Storing Images in DB - Yea or Nay?
So I'm using an app that stores images heavily in the DB. What's your outlook on this? I'm more of a type to store the location in the filesystem, than store it directly in the DB.
What do you think are the pros/cons?
I'm in charge of some applications that manage many TB of images. We've found that storing file paths in the database to be best.
There are a couple of issues:
- database storage is usually more expensive than file system storage
- you can super-accelerate file system access with standard off the shelf products
- for example, many web servers use the operating system's sendfile() system call to asynchronously send a file directly from the file system to the network interface. Images stored in a database don't benefit from this optimization.
- things like web servers, etc, need no special coding or processing to access images in the file system
- databases win out where transactional integrity between the image and metadata are important.
- it is more complex to manage integrity between db metadata and file system data
- it is difficult (within the context of a web application) to guarantee data has been flushed to disk on the filesystem
As with most issues, it's not as simple as it sounds. There are cases where it would make sense to store the images in the database.
- You are storing images that are changing dynamically, say invoices and you wanted to get an invoice as it was on 1 Jan 2007?
- The government wants you to maintain 6 years of history
- Images stored in the database do not require a different backup strategy. Images stored on filesystem do
- It is easier to control access to the images if they are in a database. Idle admins can access any folder on disk. It takes a really determined admin to go snooping in a database to extract the images
On the other hand there are problems associated
- Require additional code to extract and stream the images
- Latency may be slower than direct file access
- Heavier load on the database server
File store.

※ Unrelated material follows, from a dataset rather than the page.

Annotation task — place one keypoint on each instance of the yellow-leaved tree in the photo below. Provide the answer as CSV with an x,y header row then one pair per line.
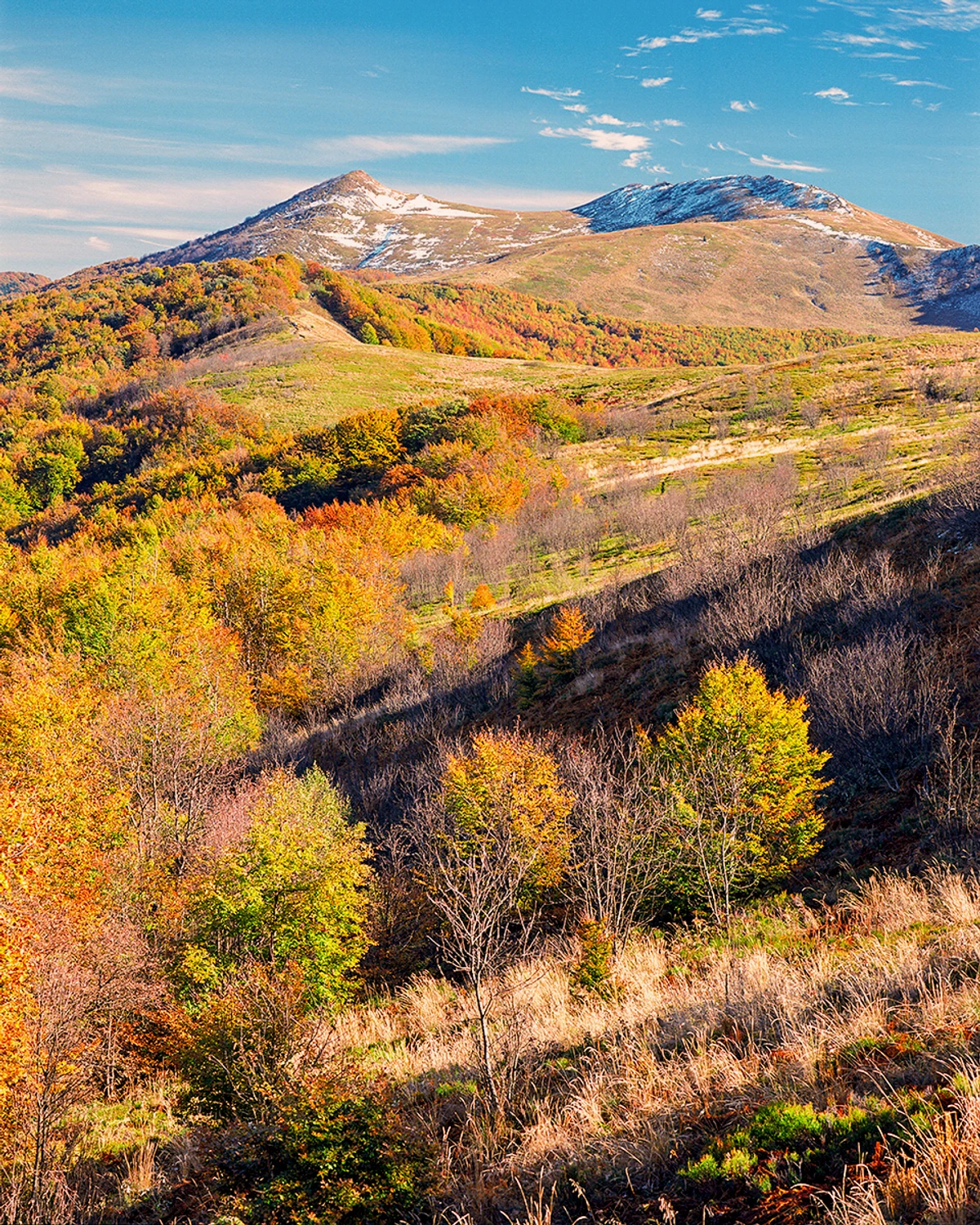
x,y
742,779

Facebook engineers had a great talk about it. One take away was to know the practical limit of files in a directory.
Needle in a Haystack: Efficient Storage of Billions of Photos
This might be a bit of a long shot, but if you're using (or planning on using) SQL Server 2008 I'd recommend having a look at the new FileStream data type.
FileStream solves most of the problems around storing the files in the DB:
- The Blobs are actually stored as files in a folder.
- The Blobs can be accessed using either a database connection or over the filesystem.
- Backups are integrated.
- Migration "just works".
However SQL's "Transparent Data Encryption" does not encrypt FileStream objects, so if that is a consideration, you may be better off just storing them as varbinary.
From the MSDN Article:
Transact-SQL statements can insert, update, query, search, and back up FILESTREAM data. Win32 file system interfaces provide streaming access to the data.
FILESTREAM uses the NT system cache for caching file data. This helps reduce any effect that FILESTREAM data might have on Database Engine performance. The SQL Server buffer pool is not used; therefore, this memory is available for query processing.
File paths in the DB is definitely the way to go - I've heard story after story from customers with TB of images that it became a nightmare trying to store any significant amount of images in a DB - the performance hit alone is too much.